Un cobarde

UN día, me encontraba en casa de mi amigo, el recio granjero que vive más allá del Ben Bulben y la montaña de COPE, y ahí conocí a un muchacho que parecía no gustar mucho a las dos hijas. Les pregunté por qué les disgustaba y me dijeron que era un cobarde. Esto me interesó, pues algunos a los que los robustos hijos de la naturaleza toman por cobardes no son más que hombres y mujeres con un sistema nervioso demasiado delicado para su vida y su trabajo.

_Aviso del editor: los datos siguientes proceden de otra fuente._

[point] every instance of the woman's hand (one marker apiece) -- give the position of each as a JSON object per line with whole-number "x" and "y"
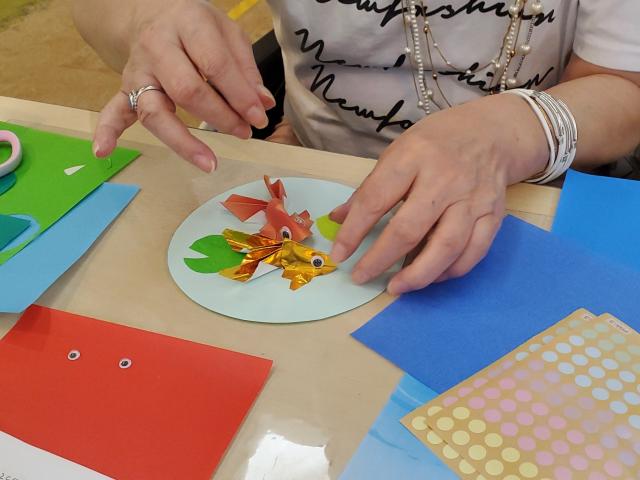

Miré al chico; pero no, ese rostro rosado y blanco y ese cuerpo fornido no mostraban una sensibilidad excesiva. Al cabo de un rato, el muchacho me contó su historia. Había vivido una vida desenfrenada y temeraria hasta que un día, dos años atrás, se dirigía a su casa, muy entrada la noche, cuando, súbitamente, sintió como si se hundiera en el mundo espectral. Durante unos instantes, vio aparecer delante de él el rostro de su hermano muerto, y entonces dio media vuelta y echó a correr. No se detuvo hasta que llegó a una cabaña que estaba casi a una milla, calle abajo. Se lanzó contra la puerta con tanta violencia que rompió el grueso cerrojo de madera y cayó al suelo. A partir de ese día, había renunciado a su vida indómita, pero era un cobarde sin esperanza. Nada podía hacerlo mirar, ni de día ni de noche, hacia el lugar donde había visto el rostro, y con frecuencia daba una vuelta de dos millas para evitarlo. Decía que, si estaba solo, ni siquiera «la muchacha más bella del país» podía convencerlo de que la acompañara a casa después de una fiesta. Tenía miedo de todo, pues había visto un rostro que ningún hombre puede ver sin ser transformado: el rostro imponderable de un espíritu.